Cees-Jan

- Post source at 🐙

The DigitalOcean challenge: Implementing Kyverno

DigitalOcean put a challenge out at the end of this year to improve your knowledge of Kubernetes. And while it's been nearly two years I created my first cluster with them, (It's still my main public cluster.), there is always more to learn. So in this post we're going to take a look at Kyverno for policy enforcement.

PHP 8.1 fibers (green threads)

Photo by Erik Mclean from Pexels

Before we begin, I left out all the boilerplate GitHub Actions Workflows to deploy/manage PR's/etc. You can find the policies discussed in this post on GitHub here.

Creating the cluster

For this challenge I created the cluster by hand instead of terraform, and had some fun with adding five node pools with two nodes each and autoscaling on them.

Create Cluster

Keep in mind that you need to change the autoscaling after creating the cluster, you cannot do that while setting it up through the UI.

Set Autoscaling

Give it some time, and you have a nice 10 node cluster.

10 Node Cluster

Deploying Kyverno

As usual installing something through Helm is a walk in the park and should take less than a minute. The following four commands add the repository where the Kyverno helm charts live, make sure we are up to date with all repositories. And then install both Kyverno and its set of default policies.

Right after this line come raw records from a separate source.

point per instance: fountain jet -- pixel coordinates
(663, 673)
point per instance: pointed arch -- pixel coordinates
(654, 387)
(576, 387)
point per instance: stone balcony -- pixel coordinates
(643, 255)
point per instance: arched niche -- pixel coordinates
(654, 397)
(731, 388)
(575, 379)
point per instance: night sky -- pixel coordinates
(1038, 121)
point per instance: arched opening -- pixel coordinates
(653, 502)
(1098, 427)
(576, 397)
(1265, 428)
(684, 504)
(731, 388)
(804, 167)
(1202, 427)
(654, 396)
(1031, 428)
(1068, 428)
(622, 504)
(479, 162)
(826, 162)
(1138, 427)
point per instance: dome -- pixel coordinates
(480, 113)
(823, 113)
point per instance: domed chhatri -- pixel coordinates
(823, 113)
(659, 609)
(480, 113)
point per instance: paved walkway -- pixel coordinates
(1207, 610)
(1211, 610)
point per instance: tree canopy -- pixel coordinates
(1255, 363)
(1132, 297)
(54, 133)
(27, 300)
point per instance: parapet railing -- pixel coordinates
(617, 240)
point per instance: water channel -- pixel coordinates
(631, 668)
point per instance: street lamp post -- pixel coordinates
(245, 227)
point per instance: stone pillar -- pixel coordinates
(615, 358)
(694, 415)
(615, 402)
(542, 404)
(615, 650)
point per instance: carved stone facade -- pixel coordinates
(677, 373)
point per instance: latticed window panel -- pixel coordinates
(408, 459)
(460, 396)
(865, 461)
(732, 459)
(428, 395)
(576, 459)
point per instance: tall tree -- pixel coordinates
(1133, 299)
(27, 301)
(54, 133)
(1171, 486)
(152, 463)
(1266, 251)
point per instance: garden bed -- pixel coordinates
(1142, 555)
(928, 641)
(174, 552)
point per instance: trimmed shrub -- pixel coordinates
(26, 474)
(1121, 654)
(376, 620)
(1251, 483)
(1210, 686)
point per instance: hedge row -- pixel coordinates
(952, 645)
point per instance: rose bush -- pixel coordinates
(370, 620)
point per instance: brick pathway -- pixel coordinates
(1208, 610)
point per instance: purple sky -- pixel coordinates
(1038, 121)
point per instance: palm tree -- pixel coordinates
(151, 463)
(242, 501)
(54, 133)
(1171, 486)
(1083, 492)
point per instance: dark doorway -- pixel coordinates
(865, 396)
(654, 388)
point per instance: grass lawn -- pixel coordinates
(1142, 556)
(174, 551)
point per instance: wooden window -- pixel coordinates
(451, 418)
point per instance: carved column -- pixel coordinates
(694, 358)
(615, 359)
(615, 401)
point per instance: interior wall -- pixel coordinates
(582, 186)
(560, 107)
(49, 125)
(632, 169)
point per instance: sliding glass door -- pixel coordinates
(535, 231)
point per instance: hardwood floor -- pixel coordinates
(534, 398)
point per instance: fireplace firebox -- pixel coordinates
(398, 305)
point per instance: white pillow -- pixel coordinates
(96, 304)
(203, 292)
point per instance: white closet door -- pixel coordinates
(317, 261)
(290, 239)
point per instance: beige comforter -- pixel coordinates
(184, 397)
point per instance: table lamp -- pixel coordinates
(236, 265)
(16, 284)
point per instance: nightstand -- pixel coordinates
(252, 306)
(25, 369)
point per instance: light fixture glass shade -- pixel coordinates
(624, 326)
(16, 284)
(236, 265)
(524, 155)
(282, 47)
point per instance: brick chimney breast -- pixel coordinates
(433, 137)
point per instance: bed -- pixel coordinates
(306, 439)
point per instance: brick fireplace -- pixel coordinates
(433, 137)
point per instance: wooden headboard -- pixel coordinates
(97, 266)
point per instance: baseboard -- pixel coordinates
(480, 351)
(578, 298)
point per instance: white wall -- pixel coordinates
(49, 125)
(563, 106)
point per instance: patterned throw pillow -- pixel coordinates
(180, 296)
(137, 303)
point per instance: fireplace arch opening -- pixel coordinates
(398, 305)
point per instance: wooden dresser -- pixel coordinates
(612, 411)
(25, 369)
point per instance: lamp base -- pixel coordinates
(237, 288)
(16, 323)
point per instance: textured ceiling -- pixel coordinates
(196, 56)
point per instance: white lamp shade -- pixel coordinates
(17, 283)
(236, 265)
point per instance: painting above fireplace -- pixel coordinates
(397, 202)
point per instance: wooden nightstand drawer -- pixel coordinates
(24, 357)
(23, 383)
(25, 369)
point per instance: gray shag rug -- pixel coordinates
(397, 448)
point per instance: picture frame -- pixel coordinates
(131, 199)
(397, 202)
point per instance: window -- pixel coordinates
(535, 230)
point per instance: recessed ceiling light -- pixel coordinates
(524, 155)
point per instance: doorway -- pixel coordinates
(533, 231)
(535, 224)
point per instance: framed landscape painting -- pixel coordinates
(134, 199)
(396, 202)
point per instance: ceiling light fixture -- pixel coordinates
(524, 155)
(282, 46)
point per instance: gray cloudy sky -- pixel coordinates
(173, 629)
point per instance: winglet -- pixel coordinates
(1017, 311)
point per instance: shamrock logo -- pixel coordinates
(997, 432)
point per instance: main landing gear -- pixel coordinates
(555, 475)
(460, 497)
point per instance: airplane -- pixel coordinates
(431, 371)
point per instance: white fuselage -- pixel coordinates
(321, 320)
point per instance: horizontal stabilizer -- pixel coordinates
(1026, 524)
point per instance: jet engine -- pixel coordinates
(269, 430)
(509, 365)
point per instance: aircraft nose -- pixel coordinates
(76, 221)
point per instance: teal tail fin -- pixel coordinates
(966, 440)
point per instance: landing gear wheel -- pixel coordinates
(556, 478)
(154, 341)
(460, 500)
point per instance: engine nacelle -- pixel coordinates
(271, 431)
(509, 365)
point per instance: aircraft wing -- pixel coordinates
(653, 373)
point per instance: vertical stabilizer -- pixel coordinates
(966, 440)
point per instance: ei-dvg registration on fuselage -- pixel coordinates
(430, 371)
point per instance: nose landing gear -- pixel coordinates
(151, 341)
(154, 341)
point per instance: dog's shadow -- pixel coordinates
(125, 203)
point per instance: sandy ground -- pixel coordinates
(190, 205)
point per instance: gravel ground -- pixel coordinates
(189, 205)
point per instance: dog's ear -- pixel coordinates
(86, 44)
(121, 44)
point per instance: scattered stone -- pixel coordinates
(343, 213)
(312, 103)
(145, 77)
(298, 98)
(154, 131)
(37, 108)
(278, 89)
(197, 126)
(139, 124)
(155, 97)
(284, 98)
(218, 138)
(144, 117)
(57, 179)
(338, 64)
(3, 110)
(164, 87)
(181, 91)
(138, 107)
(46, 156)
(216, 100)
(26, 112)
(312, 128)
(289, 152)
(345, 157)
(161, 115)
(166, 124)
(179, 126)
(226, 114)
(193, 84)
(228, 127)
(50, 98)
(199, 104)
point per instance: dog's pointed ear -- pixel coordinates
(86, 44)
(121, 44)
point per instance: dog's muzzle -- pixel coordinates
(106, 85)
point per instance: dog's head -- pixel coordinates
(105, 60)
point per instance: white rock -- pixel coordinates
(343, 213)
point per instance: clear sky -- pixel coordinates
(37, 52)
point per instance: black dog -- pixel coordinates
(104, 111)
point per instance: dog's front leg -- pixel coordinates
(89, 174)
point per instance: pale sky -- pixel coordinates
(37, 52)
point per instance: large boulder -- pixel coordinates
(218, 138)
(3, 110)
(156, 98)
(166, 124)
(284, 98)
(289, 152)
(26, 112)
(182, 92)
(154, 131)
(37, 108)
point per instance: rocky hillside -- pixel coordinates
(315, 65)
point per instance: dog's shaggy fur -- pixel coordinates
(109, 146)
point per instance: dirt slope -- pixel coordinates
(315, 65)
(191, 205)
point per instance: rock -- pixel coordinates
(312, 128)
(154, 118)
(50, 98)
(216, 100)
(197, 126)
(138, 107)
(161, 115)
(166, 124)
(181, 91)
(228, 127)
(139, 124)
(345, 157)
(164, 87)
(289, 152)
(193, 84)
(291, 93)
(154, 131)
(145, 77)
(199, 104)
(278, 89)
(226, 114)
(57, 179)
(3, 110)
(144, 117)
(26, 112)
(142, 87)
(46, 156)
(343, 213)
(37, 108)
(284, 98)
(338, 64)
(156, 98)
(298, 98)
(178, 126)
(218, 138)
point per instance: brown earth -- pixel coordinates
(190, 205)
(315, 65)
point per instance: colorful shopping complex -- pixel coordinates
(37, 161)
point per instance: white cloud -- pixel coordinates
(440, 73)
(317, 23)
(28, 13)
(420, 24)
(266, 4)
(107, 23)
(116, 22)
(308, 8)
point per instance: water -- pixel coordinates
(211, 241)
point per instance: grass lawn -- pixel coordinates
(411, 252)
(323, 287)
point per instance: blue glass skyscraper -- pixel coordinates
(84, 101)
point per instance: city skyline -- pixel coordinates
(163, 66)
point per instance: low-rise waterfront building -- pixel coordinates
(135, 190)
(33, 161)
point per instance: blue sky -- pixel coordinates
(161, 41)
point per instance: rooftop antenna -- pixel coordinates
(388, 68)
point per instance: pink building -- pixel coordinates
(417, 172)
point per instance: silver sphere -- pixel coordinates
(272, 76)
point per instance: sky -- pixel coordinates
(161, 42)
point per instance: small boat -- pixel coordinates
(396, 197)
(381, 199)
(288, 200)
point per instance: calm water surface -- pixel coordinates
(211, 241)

helm repo add kyverno https://kyverno.github.io/kyverno/
helm repo update
helm install kyverno kyverno/kyverno --namespace kyverno --create-namespace --atomic
helm install kyverno-policies kyverno/kyverno-policies --namespace kyverno --atomic

Install Kyverno

Give it a minute or two and you have Kyverno running on your cluster:

Kyverno Running

Example: Pod anti-affinity

My cluster use small nodes by preference. Big enough to run any large stateful set, but small enough that they can be spun up quickly without becoming costly. As such I prefer to only have one pod per deployment on a node. (Except during rolling upgrades.) So as such my deployments look like this (taken from my default-backend chart):

apiVersion: apps/v1
kind: Deployment
metadata:
  name: default-backend
spec:
  selector:
    matchLabels:
      app: default-backend
      release: default-backend
  replicas: 13
  template:
    metadata:
      labels:
        app: default-backend
        release: default-backend
        appRevision: default-backend-1
    spec:
      containers:
        - name: default-backend
          image: "ghcr.io/wyrihaximusnet/default-backend:random"
      affinity:
        podAntiAffinity:
          requiredDuringSchedulingIgnoredDuringExecution:
            - labelSelector:
                matchExpressions:
                  - key: appRevision
                    operator: In
                    values:
                      - default-backend-1
              topologyKey: "kubernetes.io/hostname"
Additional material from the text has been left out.